Wednesday, 15 April 2020

Ten Days

since my last post. 

So the first two weeks of lockdown were just me trying to maintain some semblence of normality.  The past 10 days have been spent digging a veg garden, pottering around and catching up on telly. 

Then all that  got put  on hold when I saw an advert asking for people to make medical masks for local care homes and GP surgeries on a local forum. The garden will wait, my seedlings are growing but still have more time before they need to be planted out.  It'll happen.  Other needs must at the minute.  I can't get my head around the fact that PPE still isn't getting to those who need it most.  Today, four, five, six weeks into this pandemic here in the UK, the Health Minister decides just today, that it's time to start testing the elderly leaving hospital before they are put into a care home. The previous practice was just to send them without a test. And they wonder why the corvid virus has spread like wildfire amongst our elderly in care homes?
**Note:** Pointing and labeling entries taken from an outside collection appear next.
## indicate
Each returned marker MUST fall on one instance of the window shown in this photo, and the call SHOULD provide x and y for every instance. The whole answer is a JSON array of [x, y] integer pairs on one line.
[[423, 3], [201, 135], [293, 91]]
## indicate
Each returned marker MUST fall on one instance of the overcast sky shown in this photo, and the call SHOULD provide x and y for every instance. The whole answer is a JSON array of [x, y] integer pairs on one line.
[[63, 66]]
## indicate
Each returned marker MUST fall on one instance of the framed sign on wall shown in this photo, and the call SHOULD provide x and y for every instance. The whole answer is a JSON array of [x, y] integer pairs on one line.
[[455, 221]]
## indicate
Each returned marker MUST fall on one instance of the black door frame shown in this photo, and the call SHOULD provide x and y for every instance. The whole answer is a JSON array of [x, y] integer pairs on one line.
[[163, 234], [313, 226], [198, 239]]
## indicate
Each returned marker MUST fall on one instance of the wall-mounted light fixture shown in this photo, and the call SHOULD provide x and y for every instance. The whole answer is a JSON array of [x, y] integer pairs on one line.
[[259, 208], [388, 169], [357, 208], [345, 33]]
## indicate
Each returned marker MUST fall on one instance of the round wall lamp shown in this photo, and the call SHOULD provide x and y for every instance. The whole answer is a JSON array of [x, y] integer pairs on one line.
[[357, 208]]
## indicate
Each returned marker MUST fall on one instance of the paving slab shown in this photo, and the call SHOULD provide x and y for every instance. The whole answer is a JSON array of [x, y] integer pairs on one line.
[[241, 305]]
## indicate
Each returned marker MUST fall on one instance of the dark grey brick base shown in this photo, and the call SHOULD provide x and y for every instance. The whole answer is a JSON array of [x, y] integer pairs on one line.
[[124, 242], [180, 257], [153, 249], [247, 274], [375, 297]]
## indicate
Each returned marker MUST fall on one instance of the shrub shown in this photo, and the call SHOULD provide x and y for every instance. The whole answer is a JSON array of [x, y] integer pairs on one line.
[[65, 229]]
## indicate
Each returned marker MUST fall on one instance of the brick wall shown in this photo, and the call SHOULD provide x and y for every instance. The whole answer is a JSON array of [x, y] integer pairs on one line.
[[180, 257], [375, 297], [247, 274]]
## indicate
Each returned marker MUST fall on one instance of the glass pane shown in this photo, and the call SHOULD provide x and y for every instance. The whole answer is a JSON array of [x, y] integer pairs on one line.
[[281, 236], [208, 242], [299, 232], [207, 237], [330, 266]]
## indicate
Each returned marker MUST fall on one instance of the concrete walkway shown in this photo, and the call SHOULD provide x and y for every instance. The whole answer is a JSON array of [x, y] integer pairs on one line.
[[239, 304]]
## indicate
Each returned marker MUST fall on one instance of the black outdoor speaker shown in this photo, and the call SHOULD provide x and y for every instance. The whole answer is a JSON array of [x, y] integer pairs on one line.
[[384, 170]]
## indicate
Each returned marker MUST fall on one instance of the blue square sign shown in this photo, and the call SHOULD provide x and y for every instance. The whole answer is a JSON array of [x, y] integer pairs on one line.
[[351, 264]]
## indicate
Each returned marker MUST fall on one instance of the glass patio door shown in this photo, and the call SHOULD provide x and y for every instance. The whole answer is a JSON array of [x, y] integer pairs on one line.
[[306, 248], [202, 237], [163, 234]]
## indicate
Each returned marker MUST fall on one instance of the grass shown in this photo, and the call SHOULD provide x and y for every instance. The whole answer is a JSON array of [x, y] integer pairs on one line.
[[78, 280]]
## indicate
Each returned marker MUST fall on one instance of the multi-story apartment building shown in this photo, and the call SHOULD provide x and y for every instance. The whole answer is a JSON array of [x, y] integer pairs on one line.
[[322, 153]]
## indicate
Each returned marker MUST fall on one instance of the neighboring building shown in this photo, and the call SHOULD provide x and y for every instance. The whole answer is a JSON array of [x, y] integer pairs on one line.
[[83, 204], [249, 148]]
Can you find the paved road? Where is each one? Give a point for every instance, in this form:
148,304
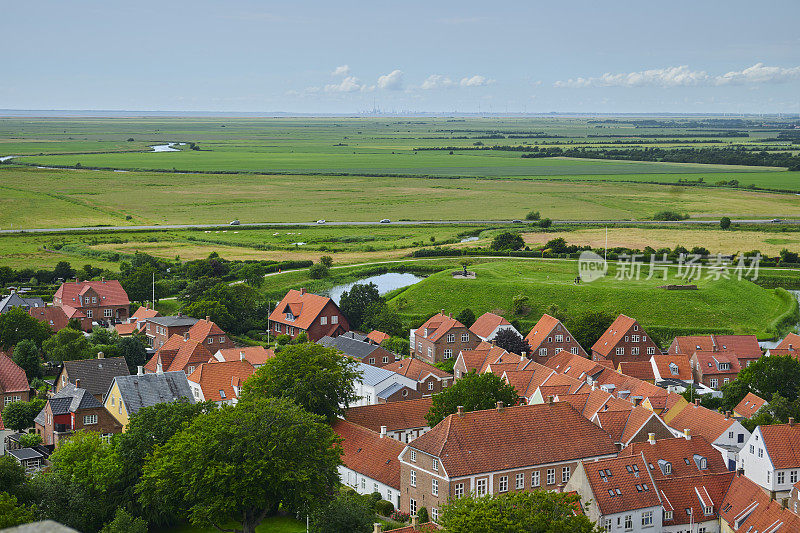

So we take up the slack.  We have a merry band of 40+ women sewing masks from material they have cobbled together, or begged from donations. We know they aren't of the standard needed to stop the virus pentrating them, we can only hope that they are better than the nothing which is currently on offer ánd will at least help in some cases.  Even if they are used by staff for non-corvid cases, so that the real deal protective gear can be reserved for those on the front line of the pandemic, then at least it's something.

I've given up watching the news now on TV.  Standard platitudes and no real answers coming from our government.  I wouldn't wish this pandemic on my worse enemy, but I feel there are many who could have managed it better than those we have in charge at the moment.  I vary between trying not to be too cynical and just thinking them inept, and the other extreme of this somehow  playing out  exactly as they want it to.   

On a more personal and more important note, last night I found out my sister was admitted to hospital in Newcastle on Sunday night. She has a progressive form of MS and has been in hospital and a rehab centre for the best part of this year. I think she has only spent around three weeks at home so far this year.  Her last admission was three weeks ago. She was told she had a UTI, and was discharged before she was better. They needed the beds for corvid patients.  Her discharge letter to her GP said she had urosepsis, something the hospital had omitted to tell her. She has spent the last three weeks at home, quite unwell, until Sunday when she could bear it no longer and called an ambulance. The paramedics didn't want to admit her, and hospital was the last place she wanted to be given present circumstances, but she was beyond the care of her partner so they reluctantly took her into hospital.  After a chest x-ray she was told that she had the same abnormality as was shown on the chest x-ray she had 3 weeks ago.  The x-ray that the hospital had said was clear.    So it turns out she has had a chest infection for the past three weeks without knowing it. 

We realise the hospital is under duress with the corvid epidemic but she was understandably angry to find out that not only had they missed the abnormality on the first scan, but she had been discharged with another condition she knew nothing about.  My sister has fire in her belly. She will stand up and fight her corner.  The only light at the moment is that she is mentally well and ready to fight with her mental capacity, even though physically she is very depleted.

It's really hard to see her go through this and not to be able to go and see her, not being able to hug her, and to have to suffice with a telephone call, one side of which is on speaker phone because she doesn't have the energy to hold her phone. 

In the midst of all of this I am grateful that she doesn't have the corvid virus.  I know how much worse that would be, and how many more  dangers that entails. I went there mentally and emotionally last night and ended up in a state, so today I am trying to be more positive and look for where the light is shining.  Hopefully once her antibiotics kick in she will gain strength enough to fight this latest infection and she will get to go home again.